= Food service distributor =

A food service distributor is a company that provides food and non-food products to restaurants, cafeterias, industrial caterers, hospitals, schools/colleges/universities, nursing homes, and anywhere food is served away from the home.

==Description==
A food service distributor functions as an intermediary between food manufacturers and the food service operator (usually a chef, food service director, food and beverage manager, and independent food preparation businesses operator owners.) The distributor purchases, stores, sells, and delivers those products, providing food service operators with access to items from a wide variety of manufacturers. Food service distributors procure pallets and bulk inventory quantities that are broken down to case and sometimes unit quantities for the food service operator. Most food service operators purchase from a range of local, specialty, and broadline food service distributors on a daily or weekly basis.

==Manufacturers==
Often a food manufacturer may hire a food brokerage company to represent the manufacturer in a local market. The broker helps the food manufacturer market its products through the food service distribution system, which ranges from getting items stocked at the distributor to working with operators to purchase items from the distributor. At the same time, distributor sales teams work to market products directly to operator customers.

==Broadline==
A broadline distributor services a wide variety of accounts with a wide variety of products, while a system distributor stocks a narrow array of products for specific customers, such as restaurant chains. A broadline distributor may carry up to 15,000 different items for purchase and operate sophisticated warehouse and transportation operations.

==Jobbers==
A small food service distributor is often referred to as a "wagon-jobber". These wagon-jobbers will purchase food in bulk and deliver small quantities to independent retail stores keeping their shelves stocked. Independent distributors and jobbers service independent convenience store markets, bodegas and niche grocery stores. While these distributors are unorganized, networks of independent distributors and wagon jobbers have emerged to give these jobbers the ability to identify trends in the market.

==Statistics==
It is estimated by food industry research firm Technomic that approximately 225 million meals are eaten away from home each day in the U.S. This includes both restaurant and non-commercial eating places. The International Foodservice Distributors Association estimates that food service distributors in the U.S., as a daily average, deliver approximately 27 million cases of food and other products.
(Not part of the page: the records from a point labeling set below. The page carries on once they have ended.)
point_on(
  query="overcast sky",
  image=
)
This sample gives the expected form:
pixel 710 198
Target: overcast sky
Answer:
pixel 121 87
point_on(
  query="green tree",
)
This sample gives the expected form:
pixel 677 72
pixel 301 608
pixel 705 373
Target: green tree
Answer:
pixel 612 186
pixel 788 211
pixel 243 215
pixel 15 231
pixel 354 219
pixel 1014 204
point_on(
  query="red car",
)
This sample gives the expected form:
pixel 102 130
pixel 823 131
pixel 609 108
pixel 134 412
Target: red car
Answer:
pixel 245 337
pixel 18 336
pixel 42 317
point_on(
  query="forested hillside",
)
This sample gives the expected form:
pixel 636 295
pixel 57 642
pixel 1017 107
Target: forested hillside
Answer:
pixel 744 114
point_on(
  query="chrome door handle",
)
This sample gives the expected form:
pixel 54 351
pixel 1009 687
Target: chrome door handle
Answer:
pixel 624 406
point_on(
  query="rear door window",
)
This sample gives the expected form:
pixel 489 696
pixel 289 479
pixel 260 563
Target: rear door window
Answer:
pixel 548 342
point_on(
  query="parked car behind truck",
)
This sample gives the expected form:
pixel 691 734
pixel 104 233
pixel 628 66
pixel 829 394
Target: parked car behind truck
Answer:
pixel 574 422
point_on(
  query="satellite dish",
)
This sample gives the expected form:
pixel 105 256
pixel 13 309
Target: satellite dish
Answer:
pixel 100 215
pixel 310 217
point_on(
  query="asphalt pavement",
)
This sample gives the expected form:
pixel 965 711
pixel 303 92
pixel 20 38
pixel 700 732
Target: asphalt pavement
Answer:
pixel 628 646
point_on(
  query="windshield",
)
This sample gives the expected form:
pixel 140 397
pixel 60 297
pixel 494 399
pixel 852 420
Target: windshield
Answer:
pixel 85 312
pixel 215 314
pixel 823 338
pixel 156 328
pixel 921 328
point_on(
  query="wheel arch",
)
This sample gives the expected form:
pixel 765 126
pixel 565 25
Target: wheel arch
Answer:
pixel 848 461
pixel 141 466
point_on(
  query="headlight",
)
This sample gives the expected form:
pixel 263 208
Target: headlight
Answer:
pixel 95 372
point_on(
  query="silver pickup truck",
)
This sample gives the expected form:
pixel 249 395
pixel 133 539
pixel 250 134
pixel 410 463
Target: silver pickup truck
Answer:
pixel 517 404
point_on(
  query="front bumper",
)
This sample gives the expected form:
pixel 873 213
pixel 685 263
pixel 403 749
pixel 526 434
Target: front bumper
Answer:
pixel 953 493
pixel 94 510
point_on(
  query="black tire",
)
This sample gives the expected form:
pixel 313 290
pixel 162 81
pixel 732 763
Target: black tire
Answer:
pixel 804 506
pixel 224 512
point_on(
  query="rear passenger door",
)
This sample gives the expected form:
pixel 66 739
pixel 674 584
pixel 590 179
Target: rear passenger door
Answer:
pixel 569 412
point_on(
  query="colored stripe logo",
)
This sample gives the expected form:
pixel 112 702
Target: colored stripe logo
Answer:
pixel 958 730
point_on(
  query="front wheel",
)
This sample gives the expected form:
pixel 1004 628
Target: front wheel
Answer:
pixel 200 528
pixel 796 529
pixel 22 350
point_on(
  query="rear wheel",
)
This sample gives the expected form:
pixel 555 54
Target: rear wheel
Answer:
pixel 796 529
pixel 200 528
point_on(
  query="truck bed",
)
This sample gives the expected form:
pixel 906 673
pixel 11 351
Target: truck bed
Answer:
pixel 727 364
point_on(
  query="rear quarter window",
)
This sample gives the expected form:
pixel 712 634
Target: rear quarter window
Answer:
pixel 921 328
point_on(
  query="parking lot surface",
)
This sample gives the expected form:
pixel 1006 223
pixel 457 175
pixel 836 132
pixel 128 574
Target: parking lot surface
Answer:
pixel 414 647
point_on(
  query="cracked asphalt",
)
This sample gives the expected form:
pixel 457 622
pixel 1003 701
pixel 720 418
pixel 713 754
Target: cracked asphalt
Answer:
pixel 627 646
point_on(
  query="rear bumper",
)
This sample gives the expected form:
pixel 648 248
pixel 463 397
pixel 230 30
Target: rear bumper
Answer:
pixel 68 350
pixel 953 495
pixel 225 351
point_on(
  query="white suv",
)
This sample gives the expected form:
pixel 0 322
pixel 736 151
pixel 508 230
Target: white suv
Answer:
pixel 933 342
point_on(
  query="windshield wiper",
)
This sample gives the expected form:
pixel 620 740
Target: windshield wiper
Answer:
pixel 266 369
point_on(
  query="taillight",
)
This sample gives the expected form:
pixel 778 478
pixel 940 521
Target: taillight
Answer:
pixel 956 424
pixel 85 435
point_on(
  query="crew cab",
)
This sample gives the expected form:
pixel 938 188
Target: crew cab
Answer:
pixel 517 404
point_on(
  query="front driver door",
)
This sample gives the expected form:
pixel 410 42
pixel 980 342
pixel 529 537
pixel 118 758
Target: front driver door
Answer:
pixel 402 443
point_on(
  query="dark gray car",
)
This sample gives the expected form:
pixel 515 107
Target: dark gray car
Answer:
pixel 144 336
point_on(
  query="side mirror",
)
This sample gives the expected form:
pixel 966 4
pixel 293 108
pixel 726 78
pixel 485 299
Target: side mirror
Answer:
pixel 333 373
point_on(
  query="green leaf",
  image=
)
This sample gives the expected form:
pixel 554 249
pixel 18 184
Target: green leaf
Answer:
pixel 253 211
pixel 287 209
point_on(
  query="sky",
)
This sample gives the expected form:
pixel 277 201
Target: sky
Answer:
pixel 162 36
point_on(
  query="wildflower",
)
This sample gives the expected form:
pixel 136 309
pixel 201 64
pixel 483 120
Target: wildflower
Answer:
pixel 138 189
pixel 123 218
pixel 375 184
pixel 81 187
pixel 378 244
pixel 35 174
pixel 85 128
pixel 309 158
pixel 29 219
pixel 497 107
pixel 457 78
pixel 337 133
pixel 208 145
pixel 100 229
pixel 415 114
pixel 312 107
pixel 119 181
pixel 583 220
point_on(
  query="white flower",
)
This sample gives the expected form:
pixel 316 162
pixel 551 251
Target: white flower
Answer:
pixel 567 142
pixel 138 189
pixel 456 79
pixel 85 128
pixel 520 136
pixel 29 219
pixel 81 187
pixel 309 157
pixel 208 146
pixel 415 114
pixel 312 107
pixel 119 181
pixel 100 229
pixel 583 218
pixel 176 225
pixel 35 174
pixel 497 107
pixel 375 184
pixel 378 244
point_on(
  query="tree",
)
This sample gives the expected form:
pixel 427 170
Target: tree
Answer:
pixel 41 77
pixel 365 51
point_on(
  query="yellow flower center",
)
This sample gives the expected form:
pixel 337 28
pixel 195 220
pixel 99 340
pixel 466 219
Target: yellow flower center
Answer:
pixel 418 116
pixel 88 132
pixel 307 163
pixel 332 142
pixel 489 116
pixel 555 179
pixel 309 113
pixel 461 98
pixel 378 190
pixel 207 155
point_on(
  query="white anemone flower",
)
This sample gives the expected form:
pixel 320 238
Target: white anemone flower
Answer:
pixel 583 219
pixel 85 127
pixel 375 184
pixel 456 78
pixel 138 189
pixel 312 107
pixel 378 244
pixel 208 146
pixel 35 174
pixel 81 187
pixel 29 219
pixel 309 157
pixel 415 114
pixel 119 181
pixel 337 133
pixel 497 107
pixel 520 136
Food service distribution companies can range in size from a one-truck operation to larger corporations. There are many independent broadline food service distribution companies that service chain and multi-unit restaurants based on master distribution agreements with national food service groups. These groups provide distributor members procurement capabilities that rival the purchasing power of the largest distributors. These distributor groups also provide distributor members group private label brands as well as marketing and quality assurance services.

In the US, the industry is highly fragmented, with Sysco capturing 17% of the market, US Foods with about 9%, PFG with 5%, Gordon Food Service and Gold Star Foods playing a large part as well. The rest are spread across a host of smaller, regional players.

== Redistribution ==
In the food redistribution model, a redistributor will purchase in truckload quantities from many food manufacturers and warehouse these products for its customers. Individual distributors (typically smaller in size and service area) can then purchase items across multiple manufacturers' on one easy to place order from the redistributor.

The redistribution model affords smaller distributors who are unable to purchase direct truckloads an opportunity to purchase from a non-competitor in less than truckload (LTL) quantities, giving them the ability to compete against larger distributors in their territory. Typically, it is the smaller distributor that services the independent non-chain retail outlets often overlooked by the larger distributors.